Model router
A component that selects which LLM to use for each request — based on cost, latency, capability, or content classification. Sits inside an AI gateway or as a standalone routing layer.
Model routing is the practical answer to "frontier models are expensive; small models are cheap; how do I use both intelligently." A router classifies the incoming request (easy vs hard, code vs writing, sensitive vs not) and sends it to the appropriate model.
Common routing strategies: classify by query difficulty (use cheaper models for easy queries), route by task type (Claude for code, GPT-5 for general), use cascading fallbacks (try small first, escalate on uncertainty). Saves 50–90% on token costs in well-tuned production stacks.

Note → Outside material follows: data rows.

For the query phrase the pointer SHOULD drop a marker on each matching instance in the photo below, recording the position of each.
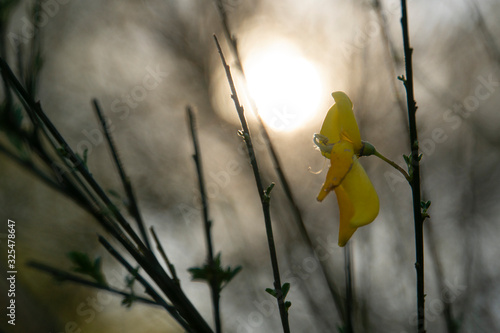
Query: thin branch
(65, 276)
(144, 257)
(214, 284)
(149, 289)
(170, 266)
(264, 197)
(415, 181)
(134, 207)
(331, 284)
(348, 286)
(74, 158)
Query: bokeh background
(109, 50)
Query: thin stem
(394, 165)
(134, 207)
(74, 158)
(264, 198)
(415, 181)
(170, 266)
(214, 284)
(65, 276)
(111, 219)
(348, 288)
(149, 289)
(331, 284)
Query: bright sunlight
(285, 86)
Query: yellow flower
(340, 141)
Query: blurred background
(145, 61)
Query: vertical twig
(331, 284)
(348, 287)
(110, 218)
(149, 289)
(134, 207)
(415, 165)
(170, 266)
(214, 284)
(264, 197)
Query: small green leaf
(285, 288)
(288, 305)
(267, 192)
(215, 271)
(84, 265)
(271, 292)
(128, 300)
(424, 205)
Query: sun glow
(285, 86)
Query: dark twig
(277, 165)
(149, 289)
(170, 266)
(65, 276)
(110, 216)
(264, 197)
(74, 158)
(133, 206)
(415, 165)
(214, 284)
(348, 287)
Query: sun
(285, 86)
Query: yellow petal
(341, 162)
(346, 210)
(340, 119)
(358, 202)
(362, 194)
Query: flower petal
(341, 162)
(346, 212)
(340, 118)
(358, 202)
(362, 194)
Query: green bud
(367, 149)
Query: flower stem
(415, 180)
(394, 165)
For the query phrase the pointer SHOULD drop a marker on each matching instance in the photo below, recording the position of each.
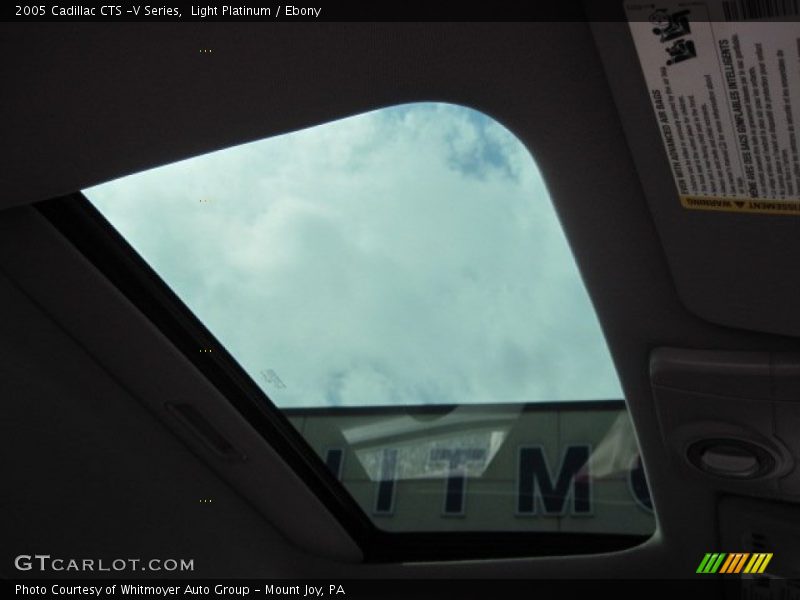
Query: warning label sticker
(724, 82)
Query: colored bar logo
(734, 562)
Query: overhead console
(731, 418)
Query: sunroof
(406, 256)
(399, 284)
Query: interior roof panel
(94, 103)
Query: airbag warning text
(725, 96)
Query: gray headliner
(88, 103)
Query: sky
(405, 256)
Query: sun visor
(709, 97)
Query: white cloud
(404, 256)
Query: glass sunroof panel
(399, 284)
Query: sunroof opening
(399, 284)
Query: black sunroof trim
(86, 228)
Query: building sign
(555, 467)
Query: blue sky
(405, 256)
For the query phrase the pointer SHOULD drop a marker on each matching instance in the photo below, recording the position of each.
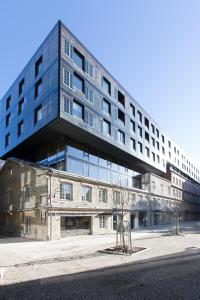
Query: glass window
(38, 66)
(78, 58)
(106, 85)
(78, 82)
(106, 127)
(86, 193)
(38, 88)
(66, 191)
(121, 136)
(78, 110)
(106, 107)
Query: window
(67, 78)
(102, 221)
(140, 147)
(86, 193)
(121, 136)
(78, 110)
(147, 151)
(89, 118)
(68, 49)
(7, 139)
(68, 106)
(89, 94)
(66, 191)
(20, 106)
(106, 85)
(38, 88)
(20, 128)
(78, 82)
(8, 102)
(106, 127)
(121, 98)
(38, 114)
(103, 195)
(78, 58)
(146, 122)
(89, 69)
(140, 131)
(7, 120)
(38, 66)
(21, 86)
(146, 136)
(132, 107)
(133, 145)
(139, 116)
(106, 107)
(157, 133)
(132, 125)
(153, 128)
(121, 116)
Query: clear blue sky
(151, 47)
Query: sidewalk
(23, 260)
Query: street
(175, 276)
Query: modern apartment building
(66, 112)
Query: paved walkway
(22, 260)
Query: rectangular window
(7, 120)
(66, 191)
(89, 68)
(106, 127)
(78, 110)
(121, 136)
(68, 106)
(38, 88)
(121, 116)
(68, 49)
(102, 221)
(106, 106)
(20, 128)
(8, 102)
(121, 98)
(78, 82)
(86, 193)
(67, 78)
(133, 146)
(89, 118)
(89, 94)
(153, 128)
(139, 116)
(78, 58)
(140, 131)
(38, 66)
(103, 195)
(7, 139)
(106, 85)
(132, 107)
(146, 136)
(38, 114)
(21, 86)
(146, 122)
(140, 147)
(132, 125)
(20, 106)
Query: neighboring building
(65, 111)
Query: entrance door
(71, 226)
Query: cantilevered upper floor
(64, 90)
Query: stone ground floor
(24, 260)
(53, 224)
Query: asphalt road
(170, 277)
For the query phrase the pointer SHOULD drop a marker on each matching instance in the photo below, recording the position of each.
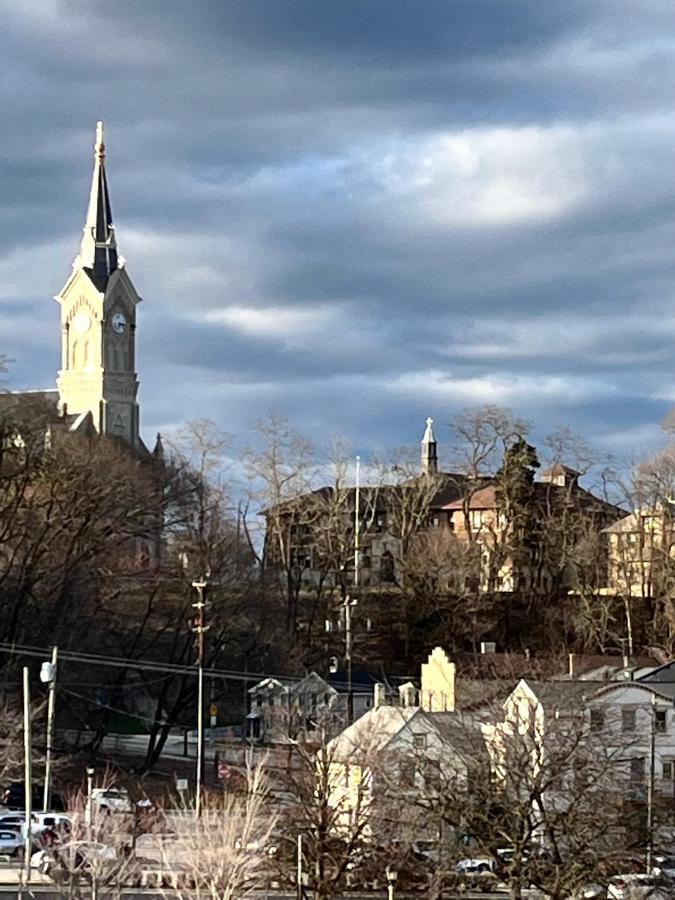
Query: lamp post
(650, 783)
(48, 676)
(392, 875)
(90, 788)
(199, 628)
(28, 776)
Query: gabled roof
(456, 731)
(371, 732)
(557, 694)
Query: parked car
(111, 800)
(474, 865)
(639, 885)
(592, 891)
(11, 842)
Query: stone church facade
(97, 384)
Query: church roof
(98, 250)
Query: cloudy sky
(356, 212)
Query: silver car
(11, 842)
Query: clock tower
(98, 323)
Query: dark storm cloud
(356, 213)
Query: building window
(407, 774)
(637, 769)
(387, 569)
(628, 720)
(597, 719)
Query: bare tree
(226, 853)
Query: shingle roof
(371, 732)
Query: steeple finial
(429, 457)
(99, 146)
(98, 250)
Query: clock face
(82, 322)
(119, 323)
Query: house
(399, 761)
(433, 515)
(641, 553)
(618, 734)
(283, 709)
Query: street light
(90, 787)
(392, 875)
(48, 676)
(199, 628)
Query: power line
(97, 659)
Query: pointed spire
(98, 251)
(429, 459)
(158, 452)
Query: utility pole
(199, 628)
(357, 524)
(349, 602)
(28, 776)
(650, 783)
(298, 868)
(48, 674)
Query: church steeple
(98, 323)
(429, 458)
(98, 250)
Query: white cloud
(486, 177)
(273, 322)
(500, 388)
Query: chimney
(407, 694)
(438, 683)
(378, 695)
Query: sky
(356, 213)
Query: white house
(282, 709)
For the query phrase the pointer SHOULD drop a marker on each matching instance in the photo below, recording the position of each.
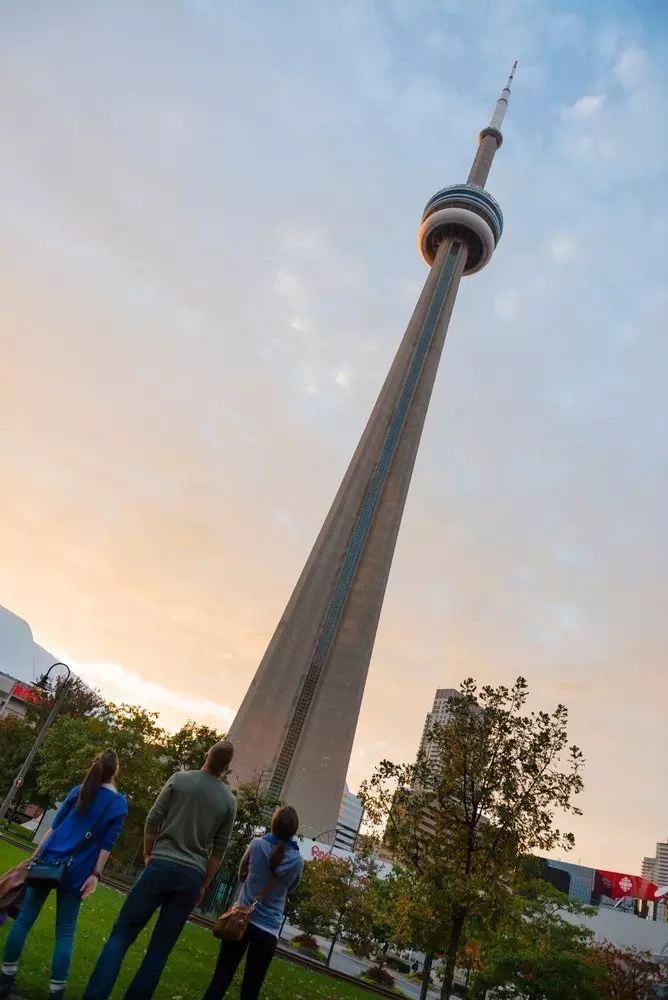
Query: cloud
(631, 67)
(585, 107)
(118, 684)
(562, 247)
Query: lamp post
(5, 705)
(20, 777)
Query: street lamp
(20, 777)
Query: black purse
(51, 874)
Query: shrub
(380, 976)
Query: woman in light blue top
(272, 866)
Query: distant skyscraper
(648, 869)
(350, 820)
(661, 864)
(297, 723)
(438, 715)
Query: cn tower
(295, 727)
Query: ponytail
(284, 825)
(103, 769)
(277, 854)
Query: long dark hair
(284, 825)
(103, 769)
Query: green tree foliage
(459, 819)
(370, 927)
(310, 907)
(186, 749)
(534, 952)
(17, 735)
(255, 806)
(624, 973)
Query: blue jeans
(165, 884)
(67, 913)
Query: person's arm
(155, 819)
(111, 835)
(244, 867)
(64, 811)
(91, 883)
(218, 848)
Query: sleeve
(158, 814)
(224, 833)
(296, 880)
(114, 827)
(244, 867)
(66, 808)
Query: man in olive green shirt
(186, 835)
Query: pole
(426, 975)
(8, 699)
(20, 777)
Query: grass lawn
(187, 973)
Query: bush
(307, 945)
(379, 976)
(398, 964)
(305, 941)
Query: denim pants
(67, 912)
(260, 946)
(174, 889)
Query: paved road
(352, 966)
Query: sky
(207, 260)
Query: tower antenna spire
(491, 137)
(499, 113)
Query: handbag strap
(266, 888)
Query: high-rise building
(648, 869)
(437, 716)
(297, 723)
(661, 864)
(350, 820)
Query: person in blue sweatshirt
(275, 856)
(81, 836)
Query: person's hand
(89, 886)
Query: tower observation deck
(295, 727)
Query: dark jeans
(260, 946)
(67, 912)
(165, 884)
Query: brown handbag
(12, 888)
(233, 924)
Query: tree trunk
(426, 974)
(335, 938)
(451, 954)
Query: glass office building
(576, 880)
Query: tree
(186, 749)
(534, 952)
(255, 806)
(311, 907)
(486, 792)
(624, 973)
(17, 736)
(369, 926)
(18, 733)
(133, 733)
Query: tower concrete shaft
(296, 725)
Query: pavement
(344, 962)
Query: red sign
(24, 693)
(618, 885)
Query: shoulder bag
(233, 924)
(51, 874)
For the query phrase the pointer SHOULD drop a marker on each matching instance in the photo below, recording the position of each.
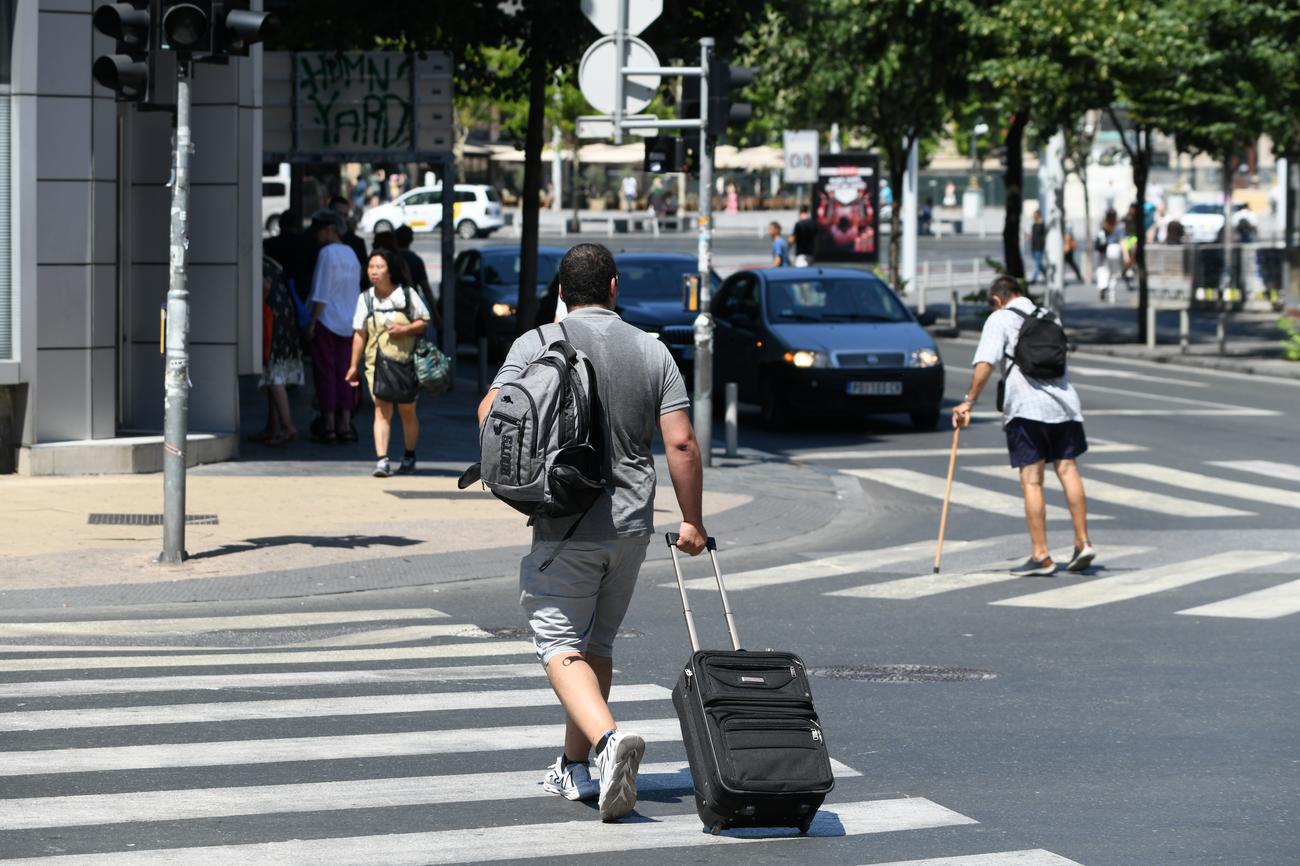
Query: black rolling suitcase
(757, 753)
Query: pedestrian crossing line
(278, 657)
(33, 813)
(963, 494)
(221, 682)
(924, 585)
(506, 841)
(1196, 481)
(1148, 581)
(352, 639)
(302, 708)
(848, 563)
(1279, 471)
(1134, 497)
(1095, 446)
(295, 749)
(1127, 373)
(198, 624)
(1031, 857)
(1273, 602)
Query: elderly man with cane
(1041, 415)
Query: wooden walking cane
(948, 493)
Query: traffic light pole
(176, 418)
(705, 320)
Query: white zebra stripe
(1148, 581)
(1134, 497)
(189, 624)
(281, 657)
(506, 841)
(221, 682)
(300, 709)
(333, 748)
(1273, 602)
(373, 637)
(77, 810)
(924, 585)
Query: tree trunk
(1142, 168)
(527, 306)
(897, 168)
(1013, 260)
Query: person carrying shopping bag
(390, 317)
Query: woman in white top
(389, 319)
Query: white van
(274, 198)
(476, 211)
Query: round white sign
(598, 73)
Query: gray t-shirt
(637, 381)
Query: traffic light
(186, 26)
(724, 85)
(238, 27)
(129, 70)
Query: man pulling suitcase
(577, 580)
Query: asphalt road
(1140, 714)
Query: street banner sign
(601, 126)
(846, 208)
(801, 152)
(598, 74)
(605, 14)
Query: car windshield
(654, 280)
(503, 267)
(832, 299)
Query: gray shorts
(579, 602)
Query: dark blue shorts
(1032, 441)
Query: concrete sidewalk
(311, 519)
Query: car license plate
(875, 389)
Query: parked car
(802, 341)
(488, 291)
(1204, 223)
(477, 211)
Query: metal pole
(732, 419)
(176, 406)
(705, 320)
(620, 47)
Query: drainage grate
(523, 632)
(147, 519)
(441, 494)
(901, 674)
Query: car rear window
(833, 299)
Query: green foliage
(1291, 345)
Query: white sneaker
(572, 783)
(618, 763)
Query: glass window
(833, 299)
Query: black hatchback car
(801, 341)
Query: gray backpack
(542, 442)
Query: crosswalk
(1129, 572)
(129, 754)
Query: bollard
(482, 364)
(732, 419)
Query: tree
(869, 65)
(1043, 63)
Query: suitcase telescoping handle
(685, 600)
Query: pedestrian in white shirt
(1043, 421)
(336, 285)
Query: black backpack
(1041, 349)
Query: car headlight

In 2026 the easiest path is to use an LLM gateway with built-in routing (Portkey, LiteLLM). For custom routing logic, train a small classifier on your traffic. Sophisticated stacks use semantic routing (embed the query, route by similarity to historical examples).
Frequently asked
How much does model routing save?+
Production teams routinely report 50–90% cost reduction. The exact savings depend on traffic mix — if 80% of queries are easy, routing saves more than if 80% are hard.
Does model routing hurt quality?+
Done badly, yes (cheap model misclassifies a hard query). Done well, no — modern routing classifiers approach 95%+ accuracy. Measure quality against a baseline before and after deploying routing.